1-euro-jobber
: Schluss mit der Abzocke

Im Fall der Vergewaltigung des sechsjährigen Jakob auf einer Ferienfahrt finden sich viele Schuldige: Auch wenn der Betreuer nur einen Euro pro Stunde zusätzlich zum Arbeitslosengeld II (Alg II) für seinen Job bekam – er hat seine Aufsichtspflicht verletzt. Dass es auf der Fahrt sonst keinen erfahrenen Pädagogen gab, dem am Verhalten des Jungen aufgefallen wäre, dass etwas Schlimmes passiert ist, geht auf die Kappe des Reiseveranstalters „Wilder Pfeffer“. Der skandalöse Vorfall rückt jedoch eine Praxis grundsätzlicher Natur ins Kreuzfeuer der Kritik: die der 1-Euro-Jobber.

KOMMENTAR VON FELIX LEE

Nach offizieller Vereinbarung dürfen Alg-II-Bezieher nur dann eingesetzt werden, wenn sie „gemeinnützige“ und „zusätzliche“ Arbeit leisten. Allein mit dieser Definition wurden dem Missbrauch Tür und Tor geöffnet. Beide Begriffe sind so schwammig und leicht zu umgehen, dass es inzwischen nicht einmal die interpretierfreudigen Behörden hinbekommen, dem Missbrauch einen Riegel vorzuschieben.

Die Handwerkskammer befürchtet bei Renovierungsarbeiten von Schulgebäuden durch 1-Euro-Jobber „erhebliche bauliche Mängel“. Seit Wochen fällen Alg-II-Bezieher im Spreepark Bäume, ohne die vorgeschriebenen Schutzmaßnahmen zu beachten. Und vergangene Woche sollten in Friedrichshain-Kreuzberg 20 arbeitslose Lehrer in Kitas eingesetzt werden – rechtswidrig, wie sich herausstellte.

Die 1-Euro-Regelung ist längst zur Farce geworden.
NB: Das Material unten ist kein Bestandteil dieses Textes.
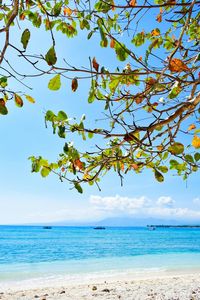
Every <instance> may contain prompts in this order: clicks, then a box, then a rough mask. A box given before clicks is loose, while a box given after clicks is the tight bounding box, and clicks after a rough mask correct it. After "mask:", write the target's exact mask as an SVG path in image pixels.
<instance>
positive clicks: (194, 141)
mask: <svg viewBox="0 0 200 300" xmlns="http://www.w3.org/2000/svg"><path fill="white" fill-rule="evenodd" d="M192 146H193V147H194V148H196V149H199V148H200V137H198V136H197V135H195V136H194V137H193V140H192Z"/></svg>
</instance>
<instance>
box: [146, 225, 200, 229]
mask: <svg viewBox="0 0 200 300" xmlns="http://www.w3.org/2000/svg"><path fill="white" fill-rule="evenodd" d="M147 227H148V228H152V227H153V228H200V225H147Z"/></svg>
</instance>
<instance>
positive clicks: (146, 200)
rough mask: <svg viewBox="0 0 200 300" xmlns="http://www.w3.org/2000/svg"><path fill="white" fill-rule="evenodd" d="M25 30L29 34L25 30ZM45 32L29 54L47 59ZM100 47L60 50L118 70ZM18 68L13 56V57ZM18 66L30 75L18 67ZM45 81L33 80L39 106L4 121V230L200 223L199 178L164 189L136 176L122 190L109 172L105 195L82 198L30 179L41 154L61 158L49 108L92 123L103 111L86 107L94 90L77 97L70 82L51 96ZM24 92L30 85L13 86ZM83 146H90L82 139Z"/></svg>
mask: <svg viewBox="0 0 200 300" xmlns="http://www.w3.org/2000/svg"><path fill="white" fill-rule="evenodd" d="M22 30H23V28H22ZM12 33H13V38H14V39H15V42H16V44H17V43H18V44H19V41H20V34H18V32H16V29H14V28H13V29H12ZM43 41H44V40H43V37H42V35H41V34H39V32H38V31H33V34H32V38H31V42H30V48H31V49H33V52H34V51H35V52H36V51H37V52H38V49H39V50H40V52H41V53H43V54H44V53H46V52H47V50H48V49H49V48H50V46H51V43H50V40H49V39H48V37H47V39H46V40H45V42H43ZM98 49H99V48H98V40H97V39H92V40H91V41H90V42H86V40H85V38H84V36H83V35H81V36H79V37H78V38H75V39H73V40H67V39H66V38H64V37H62V36H61V35H58V43H57V51H58V53H59V54H60V56H61V57H65V58H68V59H69V61H70V62H71V64H74V65H75V64H76V65H79V66H83V65H85V66H87V64H88V62H89V60H88V57H89V56H91V57H93V56H94V53H95V56H96V59H97V61H98V62H99V63H100V64H101V65H102V64H104V65H109V66H111V67H116V65H115V64H116V60H115V55H114V54H113V52H112V51H111V50H108V51H107V50H105V49H102V50H101V51H99V50H98ZM7 56H9V57H10V59H11V60H12V62H13V64H15V61H14V59H15V58H14V56H13V54H12V52H8V53H7ZM16 66H17V68H18V69H20V70H25V69H26V66H25V65H24V64H23V63H22V64H21V63H20V62H19V61H17V62H16ZM51 77H52V76H50V77H48V78H47V77H44V78H39V79H35V80H33V81H31V82H30V81H29V80H27V81H26V82H27V83H29V82H30V85H31V86H32V87H33V91H29V92H27V93H29V94H31V95H32V96H33V97H34V98H35V99H36V104H34V105H32V104H30V103H25V104H24V107H23V108H22V109H19V108H17V107H15V105H14V103H9V114H8V115H7V116H0V139H1V152H0V153H1V155H0V186H1V193H0V224H23V223H37V222H57V221H62V220H69V221H72V222H73V221H83V222H84V221H85V222H86V221H87V222H90V221H94V220H101V219H103V218H107V217H116V216H133V217H145V216H146V217H149V216H153V217H155V218H167V219H178V220H194V221H199V223H200V196H199V173H196V174H193V175H192V176H191V177H190V178H189V179H188V181H187V183H186V182H185V181H183V180H182V178H179V177H177V176H172V174H171V173H170V174H169V175H167V176H166V178H165V182H164V183H157V182H156V181H155V179H154V177H153V175H152V173H150V172H148V171H147V172H144V173H143V174H141V175H136V174H135V173H134V172H133V173H132V174H130V175H128V176H125V178H124V185H123V187H121V186H120V180H119V178H118V177H117V175H116V174H114V173H110V174H108V175H107V176H106V177H105V178H103V179H102V181H101V184H100V186H101V188H102V191H101V192H99V191H98V189H97V188H96V186H93V187H89V186H84V187H83V188H84V193H83V194H82V195H81V194H79V193H77V191H75V190H71V189H70V186H69V185H68V184H67V183H66V182H64V183H61V182H60V181H59V180H58V178H56V177H55V176H54V175H50V176H49V177H48V178H45V179H44V178H41V177H40V176H39V175H38V174H32V173H31V165H30V161H28V157H29V156H30V155H42V156H44V157H46V158H48V159H49V160H55V159H56V157H57V154H58V153H60V152H61V151H62V147H63V144H64V140H62V139H59V138H58V137H57V136H56V135H53V134H52V131H51V128H48V129H46V128H45V125H44V112H45V111H46V110H48V109H51V110H54V111H59V110H64V111H66V113H67V114H68V115H69V116H76V117H77V118H80V117H81V115H82V114H84V113H85V114H86V115H87V116H88V120H89V121H91V120H93V119H94V116H95V118H98V117H99V118H101V117H102V113H101V111H102V110H101V108H99V106H98V105H96V104H94V105H89V104H87V94H88V86H89V85H88V83H85V82H84V81H83V82H80V83H79V88H78V90H77V92H76V93H72V92H71V87H70V84H71V83H70V81H67V80H66V81H63V86H62V89H61V90H60V91H58V92H51V91H49V90H48V88H47V85H48V81H49V79H50V78H51ZM12 85H13V87H14V88H16V89H18V90H23V89H24V88H23V86H21V85H19V84H18V83H16V82H14V81H13V83H12ZM75 141H76V143H82V146H83V147H85V145H84V143H86V142H82V141H81V140H80V139H75Z"/></svg>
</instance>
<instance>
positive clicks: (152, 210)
mask: <svg viewBox="0 0 200 300" xmlns="http://www.w3.org/2000/svg"><path fill="white" fill-rule="evenodd" d="M146 214H147V215H149V216H153V217H162V218H172V219H186V220H187V219H199V218H200V211H198V210H192V209H189V208H186V207H183V208H182V207H177V208H171V207H170V208H169V207H150V208H148V210H147V211H146Z"/></svg>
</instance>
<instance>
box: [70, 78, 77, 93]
mask: <svg viewBox="0 0 200 300" xmlns="http://www.w3.org/2000/svg"><path fill="white" fill-rule="evenodd" d="M71 88H72V91H73V92H76V90H77V88H78V80H77V78H76V77H75V78H74V79H72V84H71Z"/></svg>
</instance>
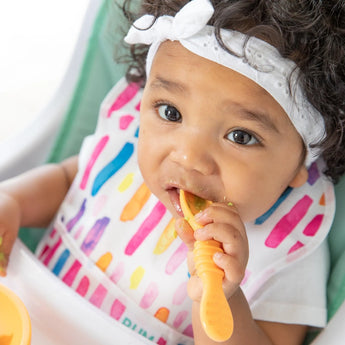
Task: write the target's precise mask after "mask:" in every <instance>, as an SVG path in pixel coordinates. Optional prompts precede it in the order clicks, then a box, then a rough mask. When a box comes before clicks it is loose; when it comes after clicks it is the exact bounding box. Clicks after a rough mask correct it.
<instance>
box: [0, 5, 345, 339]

Weil sie nachweislich Jobs auf dem ersten Arbeitsmarkt vernichtet. Und weil sie zu einem lebensgefährlichen Experimentierfeld für unqualifizierte Arbeitslose geworden ist.

Der Fall des sechsjährigen Jungen zeigt: Nichts ersetzt eine qualifizierte Fachkraft. Und die kostet berechtigterweise mehr als ein 1-Euro-Jobber.